Ternyata, menjadi orang baik itu enak juga. Maksudnya, bukan berarti saya ngga baik sih. Hanya saja, selama ini kebanyakan sudut pandang saya ketika pertama kali melihat orang itu pasti bawaannya judging by they looks and attitude. Selama ini, kemampuan “sixth sense” saya ini, saya manfaatkan sebagai kelebihan saya. Boro-boro melihat makhluk lain selain manusia, maksudnya makhluk gaib gitu, - duh jangan sampe yak.. *knock on wood*. Ini Cuma kemampuan melihat kecocokan seseorang dengan saya pribadi maupun ke dalam sebuah kelompok sekalipun. Temen saya bilang, kemampuan ini kalo di istilah China nya, chi ong. Dia pernah bilang saya saya kalo dia memiliki temen kantor yang memang ngga punya rasa sense of belonging yang tinggi, bahkan cenderung sok tau. Makanya gue chi ong sama dia, ngga cocok gitu deh, dan bener deh cara kerja nya dia juga ngga becus, begitu katanya penuh emosi.
Setiap kali bertemu dengan orang baru, sekejap kemampuan saya bekerja. Wah, saya langsung menikmati kemampuan saya ini. Kemampuan menilai orang lain hanya dengan sebentar saja berbicara dengan mereka, walau dengan sapa. Hanya sekedar halo, atau jabatan tangan sekalipun. Well, itu kemampuan saya, menilai orang lain. Setidaknya menilai dari penilaian yang objektif. Ya, menurut saya.

Klise
Kemampuan saya ini semakin tumbuh dan berkembang. Saya mengasahnya hanya dengan terbiasa bergaul dengan orang baru dan bahkan teman lama atau teman kantor yang sudah saya mengerti sekali tabiat mereka. Mulai dari masuk lift, dilanjutkan dengan basa-basi “Tumben baru datang?” atau pernyataan klise yang Cuma sekedar membuka topic pembicaraan pagi-pagi seperti, “Jakarta panas banget ya? Mana macet lagi!”
Oh, come on! Saya sudah puluhan tahun tinggal di Jakarta, begitu juga dengan orang yang bahkan baru setahun bahkan let say, 3 bulan deh tinggal di Jakarta.
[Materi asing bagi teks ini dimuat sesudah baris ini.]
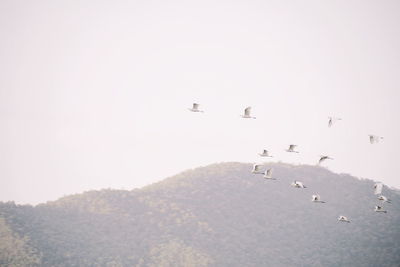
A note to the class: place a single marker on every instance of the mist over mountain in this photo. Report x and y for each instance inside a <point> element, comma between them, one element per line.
<point>218,215</point>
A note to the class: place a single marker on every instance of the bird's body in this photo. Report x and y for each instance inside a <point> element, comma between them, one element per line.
<point>378,188</point>
<point>297,184</point>
<point>332,120</point>
<point>343,219</point>
<point>247,113</point>
<point>268,174</point>
<point>316,199</point>
<point>374,138</point>
<point>257,169</point>
<point>291,149</point>
<point>384,199</point>
<point>195,108</point>
<point>323,158</point>
<point>379,209</point>
<point>265,153</point>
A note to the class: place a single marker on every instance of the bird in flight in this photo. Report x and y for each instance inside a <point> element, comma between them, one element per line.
<point>298,184</point>
<point>268,174</point>
<point>323,158</point>
<point>291,149</point>
<point>265,153</point>
<point>378,188</point>
<point>257,169</point>
<point>247,112</point>
<point>316,199</point>
<point>384,199</point>
<point>195,108</point>
<point>374,138</point>
<point>343,219</point>
<point>332,120</point>
<point>379,209</point>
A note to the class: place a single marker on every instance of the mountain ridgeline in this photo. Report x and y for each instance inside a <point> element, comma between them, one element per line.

Semua tahu kalau mobilitas kota Jakarta ngga luput dari macetnya lalu lintas bahkan kerumunan penduduknya yang membuat suasana makin gerah.

Old Friends
Lain lagi kalo ketemu temen lama, pertanyaan yang muncul, selain senyum simpul bahwa diri merasa sukses, paling mentok pertanyaannya seputar pekerjaan, pasangan bahkan pertanyaan yang lucu banget, “Sebentar deh, lo tinggal dimana deh gue lupa?”
Di titik saya merasa berkuasa menjadi orang yang paling “pintar” menilai orang lain, saya semakin sungguh menempati tempat paling tinggi di dunia. Seakan saya bisa men-judge orang tanpa mengenal mereka lebih dalam lagi.
Kalau saya ingat kembali pertama kali saya bertemu dengan sahabat-sahabat saya sekarang ini, membuat saya jadi berpikir kembali. Ayolah, ternyata saya ngga sehebat itu. Saya bukan Mama Lauren atau bahkan Uya Kuya yang menandingi Romy Rafael. Tapi, sekali lagi, kemampuan saya bukan itu kok! Sumpah deh. Kemampuan saya? Yaa,.. *tiba-tiba jadi bego dan rendah banget* Saya hanya manusia bodoh yang mengaku punya kemampuan menilai orang hanya dalam sekejap. Sampul buku memang atraktif untuk saya raih, namun ternyata isinya ngga menarik sama sekali. Membaca di chapter 1 saya membuat saya ogah untuk melanjutkan ke chapter berikutnya.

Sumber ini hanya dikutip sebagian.